Headline act, The Charlatans, took to the stage along with guest DJ sets from New Order’s Stephen Morris all in aid of the legendary venue.
Legendary photographer, Stephen Wright, gave music fans the chance to recreate the iconic scene of the Smiths in front of the lads club, as he did originally in 1985.
Lead singer of the Charlatans, Tim Burgess, said: “We don’t do this very often but it’s for a good cause, Salford Lad’s Club. Let’s keep it going for a hundred years.”
The gig was originally scheduled to go ahead at the lads club itself but for unforeseen problems resulting from a fire safety inspection on the listed building.

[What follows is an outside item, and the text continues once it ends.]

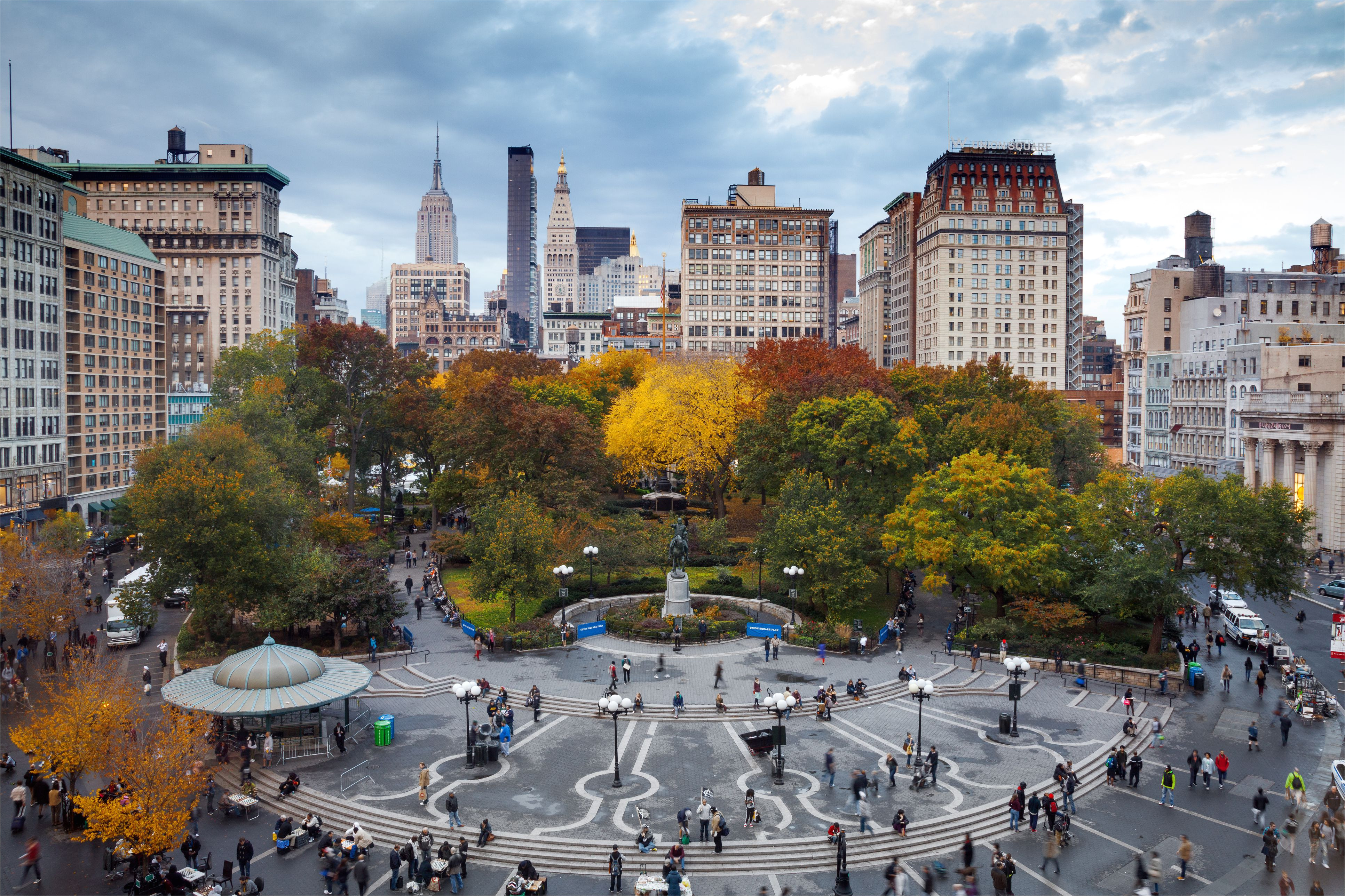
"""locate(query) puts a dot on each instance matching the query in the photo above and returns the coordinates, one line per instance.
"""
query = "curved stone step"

In search of a venue for the event, put together by Topman CTRL, Manchester’s Ruby Lounge found a date free on the calendar to put on the fundraising gig.
The Ruby Lounge’s venue director, Jay Taylor, said: “We got great feedback. At gigs like that you want the audience and the bands to be happy and both groups were chuffed. It felt like something special.
“Why not support the lads club. It’s not hard to see why it has survived through thick and thin, you’re not open 107 years without doing something right.”
At short notice, the venue managed to put the event together after inheriting the bill and a degree of ticket sales from the lad’s club, attracting a sell-out crowd of around 350 people.
Mr Taylor added: “We were more than happy to step in and tried our best to let people know at such short notice.”
The Ruby Lounge, well known for showcasing up and coming talent, were more than happy to lend the stage to Hatcham Social, whose album Burgess produced, The Heartbreaks and Factory Floor.
The venue change was a positive for the Mr Taylor. He said you don’t have to look for to see why it’s so important, given that over a century of Mancunian music history has been created there.
Salford-born Burgess and fellow band member Mark Collins played an acoustic seven song set, having just released their eleventh studio album.
Cutting their costs, the Ruby Lounge tried to maximise the aid to the lad’s club, with a sum already allocated by Topman CTRL going to the famous club.
Richard Dixon, 20, from Burnley, said: “It’s not often you get to see such a big band, with free drinks, in a small venue.
“Tim Burgess was mixed in with the crowd and chatting with the punters, it was a really personal gig. You can tell he really cares about Salford Lad’s Club.”
The club, which opened its doors in 1903, is still doing great work for the community, with regular exhibitions and events as well as housing one off gigs by stars like Billy Bragg and Liam Fray in recent months.